Now that I've got a real computer on my desk for the first time in years, I thought it was time to check in here, and vent a little about my ongoing medical problems while I'm at it.

After spending most of my time and money on musical pursuits over the last few years, I've been sidelined with a mysterious neurological condition. The current diagnosis, from 2 different neurologists, is an acute case of "That's Strange." I've been tested for the standard range of degenerative and autoimmune conditions - all negative. There's no sign of myelin damage, and no loss of muscle mass.

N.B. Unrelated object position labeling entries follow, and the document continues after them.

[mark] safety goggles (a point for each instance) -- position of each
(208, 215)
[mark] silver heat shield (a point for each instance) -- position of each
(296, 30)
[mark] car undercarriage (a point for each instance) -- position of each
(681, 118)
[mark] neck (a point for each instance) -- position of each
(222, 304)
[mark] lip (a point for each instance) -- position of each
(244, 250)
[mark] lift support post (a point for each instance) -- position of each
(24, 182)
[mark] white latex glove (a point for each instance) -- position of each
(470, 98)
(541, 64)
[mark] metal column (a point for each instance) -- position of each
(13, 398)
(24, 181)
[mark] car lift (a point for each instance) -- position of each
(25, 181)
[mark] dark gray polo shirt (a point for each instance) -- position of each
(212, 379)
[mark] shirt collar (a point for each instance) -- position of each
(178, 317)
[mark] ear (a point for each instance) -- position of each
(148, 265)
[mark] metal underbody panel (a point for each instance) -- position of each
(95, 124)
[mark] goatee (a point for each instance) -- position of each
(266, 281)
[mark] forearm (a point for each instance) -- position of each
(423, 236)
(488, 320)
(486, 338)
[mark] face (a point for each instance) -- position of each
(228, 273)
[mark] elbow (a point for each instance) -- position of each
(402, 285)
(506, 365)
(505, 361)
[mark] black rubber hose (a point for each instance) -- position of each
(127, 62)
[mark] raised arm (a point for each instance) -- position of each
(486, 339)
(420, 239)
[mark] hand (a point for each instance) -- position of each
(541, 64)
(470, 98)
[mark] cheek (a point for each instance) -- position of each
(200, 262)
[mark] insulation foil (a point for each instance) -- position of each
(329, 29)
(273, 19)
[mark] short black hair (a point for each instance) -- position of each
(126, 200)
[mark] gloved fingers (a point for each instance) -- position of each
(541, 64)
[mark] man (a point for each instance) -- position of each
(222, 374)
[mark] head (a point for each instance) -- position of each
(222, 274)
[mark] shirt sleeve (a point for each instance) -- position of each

Despite that, I have significant neurological symptoms, ranging from numbness, tingling, weakness, and pain throughout my body, to loss of balance and loss of muscle control. These symptoms appear to be originating in my spinal cord, and most likely originating all the way up at my brain stem. In fact, one of the symptoms which has doctor's scratching their heads is that my symptoms all get worse as my neck is straightened to hold my head up in the proper position. If I drop my head, which I've been doing for years (more on that in a moment), my symptoms lessen. Fix my posture, and they come back with a vengeance.

Having been to a local neurologist, followed by a neuromuscular specialist at the University of Iowa, I'm now waiting to find out if the Mayo Clinic will see me. I'm not sure where I'm going to go if they don't, but while I'm waiting I thought I'd see if the inmates smart people here have any thoughts.

Where I think the doctors have gone wrong so far is ignoring what I consider the likely source of my problems. My parents were both exposed to Agent Orange in Vietnam. In fact, from what my mom has learned in recent years, she was probably exposed to massive amounts due to serving at the 24th Evac Hospital, which was a few miles down the road from Bien Hoa Air Base. Bien Hoa was where the Agent Orange operation was based, and remains the worst dioxin hotspot in the world. Apparently there was a standing order that any excess chemicals were to be sprayed on the hospital - a great idea if it weren't both inherently toxic in the heat and mixed at an insanely high concentration.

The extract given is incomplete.